Apa yang ada setelah kematian?

Buddhisme percaya pada reinkarnasi sampai mencapai nirwana.

Ini adalah pertanyaan besar yang belum ditemukan jawaban ilmiahnya. Artinya, tidak seorang pun yang telah mengalami kematian dapat “kembali” untuk memberi tahu kita apa itu, dan kita yang menyaksikannya dari “luar” hanya melihat berhentinya fungsi vital, hilangnya kesadaran (jika ada) dan lambatnya tetapi pembusukan tubuh yang tak terbendung.

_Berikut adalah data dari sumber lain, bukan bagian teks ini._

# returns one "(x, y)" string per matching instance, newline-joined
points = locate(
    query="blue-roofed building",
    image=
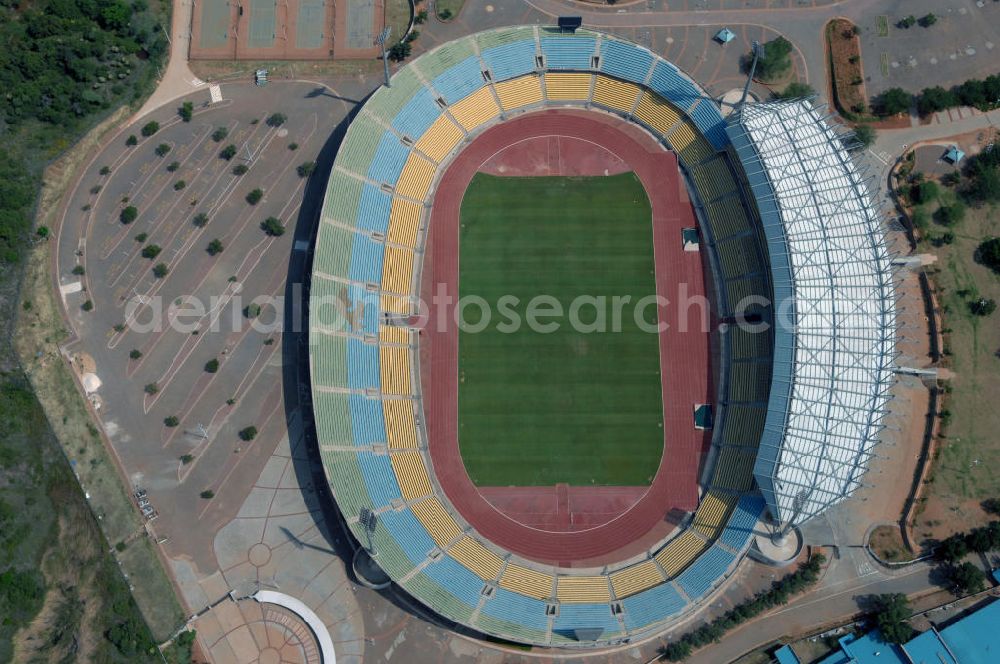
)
(971, 640)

Agama mencoba memberi Anda penjelasan tentang kematian, dan pada saat yang sama dalam beberapa penghiburan, sesuatu yang memungkinkan kita menjalani hidup dengan damai, mengetahui bahwa kematian tidak dapat diprediksi dan tidak dapat dihindari. Bahkan, beberapa jawaban mengenai tradisi mistik atau paranormal utama adalah:

Menurut tradisi monoteistik. Dianut oleh agama-agama Kristen, Yudaisme dan Islam, kematian adalah saat pemisahan tubuh dan jiwa, yang pertama fana dan fana, tetapi yang terakhir abadi dan terangkat. Namun, agama-agama ini juga berbagi gagasan bahwa jiwa-jiwa, yang dilucuti dari tubuh mereka, akan dihakimi oleh Tuhan, yang akan mengevaluasi apakah mereka layak untuk keselamatan abadi, yang digambarkan dengan cara yang sangat berbeda sebagai ruang rahmat dan kepenuhan dengan Tuhan. ; atau hukuman abadi, dan karena itu neraka, di mana mereka akan mengalami penderitaan untuk mengimbangi kejahatan yang mereka lakukan di perjalanan mereka melalui Bumi. Kriteria yang dengannya jiwa harus diadili, bagaimanapun, bervariasi dari satu agama ke agama lain dan bahkan dari satu gereja ke gereja lain, dalam sekte-sekte dari agama yang sama.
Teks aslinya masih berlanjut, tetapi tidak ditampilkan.